What God has done for me
A man recently asked me if I would listen to his testimonial. If I was called upon to do the same, my testimonial would go like this.
God made the universe, stocking it with marvels and mysteries beyond all accounting. He made the earth, filling it with staggering phenomena and things that sing His praises. He made man, male and female, and commanded them to fill the earth with human beings. In the course of time, He promised Abraham that He would give his spiritual seed the promised land as an eternal possession. Later, God led Israel out of Egypt, and set in motion a marvelous plan of salvation, the outline of which I see through dark smoke. In the course of time, God Himself entered flesh in Jesus and walked among my forebears.

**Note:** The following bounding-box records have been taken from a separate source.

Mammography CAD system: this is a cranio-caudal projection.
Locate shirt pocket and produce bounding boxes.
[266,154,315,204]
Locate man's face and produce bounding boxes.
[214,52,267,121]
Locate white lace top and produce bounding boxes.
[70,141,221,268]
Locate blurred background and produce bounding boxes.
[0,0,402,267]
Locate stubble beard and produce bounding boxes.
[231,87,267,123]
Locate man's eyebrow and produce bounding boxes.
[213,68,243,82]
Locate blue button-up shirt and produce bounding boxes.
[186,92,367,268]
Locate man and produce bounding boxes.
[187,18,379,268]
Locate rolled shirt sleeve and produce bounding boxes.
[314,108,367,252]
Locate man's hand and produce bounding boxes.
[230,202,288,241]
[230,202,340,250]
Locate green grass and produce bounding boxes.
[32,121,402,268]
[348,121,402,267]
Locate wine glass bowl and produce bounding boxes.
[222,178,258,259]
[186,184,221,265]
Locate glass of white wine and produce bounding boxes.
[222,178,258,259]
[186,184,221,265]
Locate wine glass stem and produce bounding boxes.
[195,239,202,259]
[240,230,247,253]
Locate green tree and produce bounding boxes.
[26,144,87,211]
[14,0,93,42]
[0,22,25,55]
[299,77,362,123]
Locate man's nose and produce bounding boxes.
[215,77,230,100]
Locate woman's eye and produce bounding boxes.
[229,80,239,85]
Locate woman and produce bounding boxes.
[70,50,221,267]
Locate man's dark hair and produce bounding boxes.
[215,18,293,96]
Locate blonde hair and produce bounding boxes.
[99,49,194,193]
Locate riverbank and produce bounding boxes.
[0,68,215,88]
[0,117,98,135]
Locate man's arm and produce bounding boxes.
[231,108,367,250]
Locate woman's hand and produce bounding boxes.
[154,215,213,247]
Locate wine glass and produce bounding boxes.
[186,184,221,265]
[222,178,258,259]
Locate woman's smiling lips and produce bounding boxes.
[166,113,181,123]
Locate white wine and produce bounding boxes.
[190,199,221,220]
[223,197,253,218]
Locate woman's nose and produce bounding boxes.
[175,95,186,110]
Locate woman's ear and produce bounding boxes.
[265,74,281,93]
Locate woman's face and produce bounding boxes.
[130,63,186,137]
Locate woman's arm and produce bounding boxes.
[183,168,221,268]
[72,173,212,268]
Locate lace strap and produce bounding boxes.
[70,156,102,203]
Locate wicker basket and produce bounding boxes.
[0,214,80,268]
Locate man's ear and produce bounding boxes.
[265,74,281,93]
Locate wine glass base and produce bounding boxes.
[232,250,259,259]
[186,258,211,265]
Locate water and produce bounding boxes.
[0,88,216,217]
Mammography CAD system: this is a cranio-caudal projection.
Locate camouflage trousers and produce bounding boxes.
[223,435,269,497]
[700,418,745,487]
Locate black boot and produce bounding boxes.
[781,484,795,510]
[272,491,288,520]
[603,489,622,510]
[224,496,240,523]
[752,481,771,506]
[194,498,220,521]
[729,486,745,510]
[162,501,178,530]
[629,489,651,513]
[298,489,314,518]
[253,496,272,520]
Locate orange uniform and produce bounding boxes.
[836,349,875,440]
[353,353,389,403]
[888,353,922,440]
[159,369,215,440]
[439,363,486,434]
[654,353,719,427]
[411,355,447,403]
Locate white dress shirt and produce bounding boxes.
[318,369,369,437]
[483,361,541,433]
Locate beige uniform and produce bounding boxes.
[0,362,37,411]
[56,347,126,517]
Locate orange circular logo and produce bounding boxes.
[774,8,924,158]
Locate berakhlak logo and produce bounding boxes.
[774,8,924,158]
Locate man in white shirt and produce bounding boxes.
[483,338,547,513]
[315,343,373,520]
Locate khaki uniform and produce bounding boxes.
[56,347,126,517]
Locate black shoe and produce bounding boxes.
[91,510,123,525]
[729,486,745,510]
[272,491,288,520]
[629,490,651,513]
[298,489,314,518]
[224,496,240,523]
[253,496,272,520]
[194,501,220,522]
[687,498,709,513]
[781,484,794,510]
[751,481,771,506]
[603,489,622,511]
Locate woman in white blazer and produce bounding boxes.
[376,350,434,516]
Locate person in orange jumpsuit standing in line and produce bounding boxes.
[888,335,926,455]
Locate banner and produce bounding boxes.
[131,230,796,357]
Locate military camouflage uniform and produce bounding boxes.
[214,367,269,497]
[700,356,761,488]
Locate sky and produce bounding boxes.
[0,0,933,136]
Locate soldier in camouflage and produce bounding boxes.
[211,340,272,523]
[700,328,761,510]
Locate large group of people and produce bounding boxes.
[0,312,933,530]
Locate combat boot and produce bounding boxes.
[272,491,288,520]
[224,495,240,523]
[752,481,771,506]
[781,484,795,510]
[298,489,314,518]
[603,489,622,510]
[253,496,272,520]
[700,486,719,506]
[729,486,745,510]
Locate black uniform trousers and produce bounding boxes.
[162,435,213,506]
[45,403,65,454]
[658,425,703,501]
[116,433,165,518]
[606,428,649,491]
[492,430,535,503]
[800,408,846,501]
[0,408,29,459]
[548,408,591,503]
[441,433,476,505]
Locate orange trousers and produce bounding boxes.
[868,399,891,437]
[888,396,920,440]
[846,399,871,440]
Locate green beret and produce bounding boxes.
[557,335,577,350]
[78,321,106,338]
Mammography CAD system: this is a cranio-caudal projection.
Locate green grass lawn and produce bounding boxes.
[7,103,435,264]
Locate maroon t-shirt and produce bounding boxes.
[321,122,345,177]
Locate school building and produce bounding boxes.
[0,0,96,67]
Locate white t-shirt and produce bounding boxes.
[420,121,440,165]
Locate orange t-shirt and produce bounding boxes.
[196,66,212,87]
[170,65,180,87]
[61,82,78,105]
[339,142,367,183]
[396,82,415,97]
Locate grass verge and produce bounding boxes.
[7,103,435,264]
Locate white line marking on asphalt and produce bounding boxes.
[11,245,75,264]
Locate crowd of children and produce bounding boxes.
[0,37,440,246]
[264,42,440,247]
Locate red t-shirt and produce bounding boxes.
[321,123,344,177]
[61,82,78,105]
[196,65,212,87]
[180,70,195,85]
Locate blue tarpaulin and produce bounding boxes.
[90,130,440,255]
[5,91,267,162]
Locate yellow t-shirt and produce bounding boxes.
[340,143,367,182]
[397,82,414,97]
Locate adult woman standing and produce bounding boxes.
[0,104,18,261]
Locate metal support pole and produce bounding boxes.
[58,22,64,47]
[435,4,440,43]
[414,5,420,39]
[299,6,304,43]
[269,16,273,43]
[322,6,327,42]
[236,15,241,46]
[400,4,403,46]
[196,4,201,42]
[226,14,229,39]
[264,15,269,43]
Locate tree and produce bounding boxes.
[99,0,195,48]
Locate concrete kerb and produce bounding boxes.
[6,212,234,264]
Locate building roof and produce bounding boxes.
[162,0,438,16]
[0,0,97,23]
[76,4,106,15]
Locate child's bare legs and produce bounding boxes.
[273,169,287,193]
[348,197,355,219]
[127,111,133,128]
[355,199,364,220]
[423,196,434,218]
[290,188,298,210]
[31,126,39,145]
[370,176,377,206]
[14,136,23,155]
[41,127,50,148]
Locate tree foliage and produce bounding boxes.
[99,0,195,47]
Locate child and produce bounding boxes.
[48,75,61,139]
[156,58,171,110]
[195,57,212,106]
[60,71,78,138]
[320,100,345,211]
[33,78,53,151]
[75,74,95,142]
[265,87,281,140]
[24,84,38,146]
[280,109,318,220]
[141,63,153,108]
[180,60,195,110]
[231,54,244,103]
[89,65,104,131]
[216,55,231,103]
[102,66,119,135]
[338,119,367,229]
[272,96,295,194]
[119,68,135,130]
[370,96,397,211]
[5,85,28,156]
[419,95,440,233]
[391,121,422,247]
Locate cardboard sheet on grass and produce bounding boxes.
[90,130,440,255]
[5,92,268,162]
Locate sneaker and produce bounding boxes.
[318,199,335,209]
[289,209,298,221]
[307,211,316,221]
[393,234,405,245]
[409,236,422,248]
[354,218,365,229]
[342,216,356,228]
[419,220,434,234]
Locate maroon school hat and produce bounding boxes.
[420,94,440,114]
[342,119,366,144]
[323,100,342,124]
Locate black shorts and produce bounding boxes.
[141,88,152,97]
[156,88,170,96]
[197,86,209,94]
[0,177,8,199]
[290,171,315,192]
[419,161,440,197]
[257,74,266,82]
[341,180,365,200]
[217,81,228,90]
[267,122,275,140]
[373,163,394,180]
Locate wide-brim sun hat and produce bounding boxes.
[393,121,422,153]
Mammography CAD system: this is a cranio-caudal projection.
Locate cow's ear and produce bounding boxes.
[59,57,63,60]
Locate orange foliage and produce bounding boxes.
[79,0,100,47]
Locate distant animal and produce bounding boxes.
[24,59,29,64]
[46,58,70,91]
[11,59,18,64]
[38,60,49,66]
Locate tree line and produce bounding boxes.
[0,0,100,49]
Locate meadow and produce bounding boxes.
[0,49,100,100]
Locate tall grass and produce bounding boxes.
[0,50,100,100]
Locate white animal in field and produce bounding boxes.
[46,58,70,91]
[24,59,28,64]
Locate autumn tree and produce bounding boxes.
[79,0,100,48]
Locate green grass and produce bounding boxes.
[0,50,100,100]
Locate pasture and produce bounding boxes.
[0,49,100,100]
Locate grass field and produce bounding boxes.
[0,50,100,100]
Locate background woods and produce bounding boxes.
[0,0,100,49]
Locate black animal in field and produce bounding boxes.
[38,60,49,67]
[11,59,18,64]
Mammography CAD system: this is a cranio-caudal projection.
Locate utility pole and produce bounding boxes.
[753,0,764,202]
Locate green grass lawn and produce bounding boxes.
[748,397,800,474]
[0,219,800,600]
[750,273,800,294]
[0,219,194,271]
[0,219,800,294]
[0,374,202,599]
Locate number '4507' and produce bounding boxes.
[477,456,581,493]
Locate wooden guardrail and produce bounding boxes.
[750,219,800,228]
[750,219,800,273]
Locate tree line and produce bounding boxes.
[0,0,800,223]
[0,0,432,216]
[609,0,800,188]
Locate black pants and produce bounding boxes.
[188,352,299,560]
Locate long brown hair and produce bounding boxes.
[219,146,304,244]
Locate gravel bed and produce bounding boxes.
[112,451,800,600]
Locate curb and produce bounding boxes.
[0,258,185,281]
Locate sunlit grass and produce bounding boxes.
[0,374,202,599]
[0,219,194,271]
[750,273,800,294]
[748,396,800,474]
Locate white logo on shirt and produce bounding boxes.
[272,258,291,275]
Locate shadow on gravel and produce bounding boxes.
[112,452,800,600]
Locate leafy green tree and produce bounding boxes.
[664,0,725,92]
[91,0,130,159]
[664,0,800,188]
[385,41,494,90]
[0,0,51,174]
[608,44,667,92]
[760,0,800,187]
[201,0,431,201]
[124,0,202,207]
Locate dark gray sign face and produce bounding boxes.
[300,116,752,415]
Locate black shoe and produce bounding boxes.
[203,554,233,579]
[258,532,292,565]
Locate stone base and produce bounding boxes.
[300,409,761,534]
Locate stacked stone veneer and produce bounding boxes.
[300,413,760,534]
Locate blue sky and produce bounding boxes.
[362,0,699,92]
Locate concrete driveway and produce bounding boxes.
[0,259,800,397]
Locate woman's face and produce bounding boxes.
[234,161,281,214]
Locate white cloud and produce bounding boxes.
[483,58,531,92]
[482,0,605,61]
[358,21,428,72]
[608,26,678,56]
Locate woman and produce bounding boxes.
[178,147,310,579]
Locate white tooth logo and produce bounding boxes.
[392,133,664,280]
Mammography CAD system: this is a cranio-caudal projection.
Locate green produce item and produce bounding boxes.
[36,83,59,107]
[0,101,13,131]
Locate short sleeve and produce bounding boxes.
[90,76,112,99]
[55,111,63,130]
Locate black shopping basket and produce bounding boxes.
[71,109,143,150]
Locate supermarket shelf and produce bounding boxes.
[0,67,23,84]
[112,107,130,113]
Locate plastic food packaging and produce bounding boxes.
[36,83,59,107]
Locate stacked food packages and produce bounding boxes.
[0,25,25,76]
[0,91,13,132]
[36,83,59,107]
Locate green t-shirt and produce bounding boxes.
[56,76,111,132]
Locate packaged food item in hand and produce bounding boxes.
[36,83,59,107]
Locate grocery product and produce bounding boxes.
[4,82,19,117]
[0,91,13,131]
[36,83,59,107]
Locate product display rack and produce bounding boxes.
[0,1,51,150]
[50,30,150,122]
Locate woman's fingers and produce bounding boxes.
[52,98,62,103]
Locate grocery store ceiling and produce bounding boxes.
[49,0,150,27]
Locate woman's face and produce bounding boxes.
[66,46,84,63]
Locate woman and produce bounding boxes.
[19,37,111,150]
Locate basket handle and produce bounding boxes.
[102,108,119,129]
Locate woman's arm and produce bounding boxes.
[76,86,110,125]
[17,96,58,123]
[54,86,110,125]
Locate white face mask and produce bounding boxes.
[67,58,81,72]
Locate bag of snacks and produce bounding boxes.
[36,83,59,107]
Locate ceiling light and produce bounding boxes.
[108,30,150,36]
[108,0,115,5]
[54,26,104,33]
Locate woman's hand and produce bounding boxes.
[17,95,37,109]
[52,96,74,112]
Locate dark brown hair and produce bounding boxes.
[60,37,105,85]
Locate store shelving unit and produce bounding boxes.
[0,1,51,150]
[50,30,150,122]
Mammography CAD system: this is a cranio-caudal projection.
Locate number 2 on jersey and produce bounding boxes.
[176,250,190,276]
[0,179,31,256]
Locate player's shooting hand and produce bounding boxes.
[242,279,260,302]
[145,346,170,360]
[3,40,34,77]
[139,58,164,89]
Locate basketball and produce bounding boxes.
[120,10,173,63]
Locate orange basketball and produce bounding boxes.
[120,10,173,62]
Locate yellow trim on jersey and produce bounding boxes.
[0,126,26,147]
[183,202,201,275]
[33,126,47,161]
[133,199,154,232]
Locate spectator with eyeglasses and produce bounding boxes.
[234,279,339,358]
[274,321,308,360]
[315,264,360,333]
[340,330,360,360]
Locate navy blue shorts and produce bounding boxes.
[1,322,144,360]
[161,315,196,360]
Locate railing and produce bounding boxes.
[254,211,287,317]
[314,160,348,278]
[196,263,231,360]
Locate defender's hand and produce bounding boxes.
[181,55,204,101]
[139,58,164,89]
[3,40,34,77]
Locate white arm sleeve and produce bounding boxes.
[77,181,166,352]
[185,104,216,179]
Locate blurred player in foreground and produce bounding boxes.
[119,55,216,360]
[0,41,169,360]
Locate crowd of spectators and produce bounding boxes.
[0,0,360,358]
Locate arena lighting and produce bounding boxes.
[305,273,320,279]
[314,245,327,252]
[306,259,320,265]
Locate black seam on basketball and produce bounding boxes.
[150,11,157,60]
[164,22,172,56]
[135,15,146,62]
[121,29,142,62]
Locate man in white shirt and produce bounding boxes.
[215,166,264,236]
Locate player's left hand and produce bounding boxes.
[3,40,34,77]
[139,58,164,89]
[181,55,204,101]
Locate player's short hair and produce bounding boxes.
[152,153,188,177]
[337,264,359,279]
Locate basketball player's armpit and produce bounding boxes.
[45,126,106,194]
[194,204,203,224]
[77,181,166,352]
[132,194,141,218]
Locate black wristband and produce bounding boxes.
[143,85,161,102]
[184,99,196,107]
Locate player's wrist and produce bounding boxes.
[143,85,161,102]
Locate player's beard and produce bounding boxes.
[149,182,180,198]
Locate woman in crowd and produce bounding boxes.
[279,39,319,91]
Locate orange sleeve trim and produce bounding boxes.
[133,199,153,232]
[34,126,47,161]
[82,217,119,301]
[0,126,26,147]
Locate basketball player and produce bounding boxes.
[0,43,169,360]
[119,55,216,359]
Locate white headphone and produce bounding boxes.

He willingly gave up His life to atone for sin and to begin the process of dealing once and for all with human sinfulness.
I was born as a seed of Adam and Eve and, by means that He alone knows, God opened my eyes to see His glory and the atonement made possible through Jesus. He cleansed me of sin, made me a seed of Abraham and heir to eternal life. Now the raised Jesus Christ is busy at work perfecting me. He monitors my every move and thought, counts the hairs on my head, suffers when I suffer and rejoices when I rejoice. He clothes and
feeds me day by day, as He does for others.
Testimonials are problematic in a number of ways:
1. They presume we can read events, knowing when and how God has been involved or has intervened, when in fact even believers are subject to “time and chance” (Eccl. 9:11).
2. They may actually lead us away from seeking God's glory and tempt us to seek our own glory.
3. Recounting what “God has done for me” may exacerbate the natural human tendency to want to be seen as better than others (Eccl. 4:4).
4. They may risk dividing a community of believers into those whose lives have seemingly been dynamically molded by God and those in whom He has little interest.
Does Psalm 66:16 justify making public testimonials? “Come and hear, all you who fear God, and I will declare what He has done for my soul.” No, it doesn't. These words were spoken by a person offering a sacrifice in response to God's fulfillment of a request made in a vow — a one-off affair. The speaker did not say that he wanted to tell everybody his life story, but only about a specific event in which the psalmist sought God's intervention in a vital matter and got it.